Markdown Parser

Many people, when confronted writing HTML document, think "Well, HTML is tedious, I'll go with Markdown." Then they'll face two problems. For programming zealots, they certainly will introduce a third problem: why not write a Markdown parser?

In practice, most Markdown parser programs use regular expression or regex for parsing. There are some more options like PEG, etc. In this post, we'll write a simple but extensive markdown parser in nim-lang that can perform basic parsing. Beyond that, we'll also discuss how to improve the code to support more Markdown notations and dialects.

Implementation

Tokenize

It's clear that our goal is to convert a markdown document into an HTML document.

By introducing a tokenizing step as shown in below flow, we can make separate of concerns: parsing and rendering.

+-------------------+    +--------+    +---------------+
| Markdown Document +--> | Tokens +--> | HTML Document |
+-------------------+    +--------+    +---------------+

The source code below is self-explanatory.

proc markdown*(doc: string): string =
  for token in parseTokens(doc):
      result &= renderToken(token)

Parse

When programming from scratch, it's wise to start from small.

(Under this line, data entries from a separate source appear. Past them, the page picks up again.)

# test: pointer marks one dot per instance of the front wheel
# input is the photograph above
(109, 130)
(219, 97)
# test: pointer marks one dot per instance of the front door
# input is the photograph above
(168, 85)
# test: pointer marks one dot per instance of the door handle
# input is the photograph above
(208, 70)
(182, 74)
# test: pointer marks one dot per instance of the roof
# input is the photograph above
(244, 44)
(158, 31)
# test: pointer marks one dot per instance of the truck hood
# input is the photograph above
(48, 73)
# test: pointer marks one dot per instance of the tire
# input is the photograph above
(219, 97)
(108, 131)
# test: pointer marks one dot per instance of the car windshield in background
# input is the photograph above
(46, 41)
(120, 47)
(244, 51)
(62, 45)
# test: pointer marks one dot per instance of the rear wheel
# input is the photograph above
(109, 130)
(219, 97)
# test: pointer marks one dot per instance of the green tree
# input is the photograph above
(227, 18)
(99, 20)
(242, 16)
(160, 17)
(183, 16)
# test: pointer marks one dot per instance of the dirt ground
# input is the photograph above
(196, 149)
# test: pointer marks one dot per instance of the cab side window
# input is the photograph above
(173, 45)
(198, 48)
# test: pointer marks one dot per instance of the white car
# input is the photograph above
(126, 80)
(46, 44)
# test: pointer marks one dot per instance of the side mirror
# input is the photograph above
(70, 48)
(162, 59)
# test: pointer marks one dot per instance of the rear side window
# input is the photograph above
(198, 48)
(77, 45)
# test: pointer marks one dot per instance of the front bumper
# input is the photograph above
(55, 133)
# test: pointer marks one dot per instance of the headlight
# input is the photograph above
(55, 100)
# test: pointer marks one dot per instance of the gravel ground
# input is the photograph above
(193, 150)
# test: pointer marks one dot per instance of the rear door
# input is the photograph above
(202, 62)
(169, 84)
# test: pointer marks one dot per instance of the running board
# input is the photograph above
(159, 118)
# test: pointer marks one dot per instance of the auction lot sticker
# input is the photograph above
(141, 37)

So let's pick up the very feature only - converting # Header into <h1>Header</h1>. We start from defining a token type and a token value, as you might also do by yourself in any programming language.

Below are some essential definitions for the code we'll write to work.

  • We define a Header container object for storing header level and its content.
  • We define an enum MarkdownTokenType which has only one choice - Header.
  • We also define a reference MarkdownTokenRef as a wrapper for the token.
type
  Header* = object
    doc: string
    level: int

  MarkdownTokenType* {.pure.} = enum
    Header

  MarkdownTokenRef* = ref object
    case type*: MarkdownTokenType
    of MarkdownTokenType.Header: headerVal*: Header

  MarkdownError* = object of Exception

The token parsing is a complete iteration through the Markdown string doc. We find token from the first character of the doc and then move to the nth character, and on and on until the end. We'll cover the implementation of findToken later.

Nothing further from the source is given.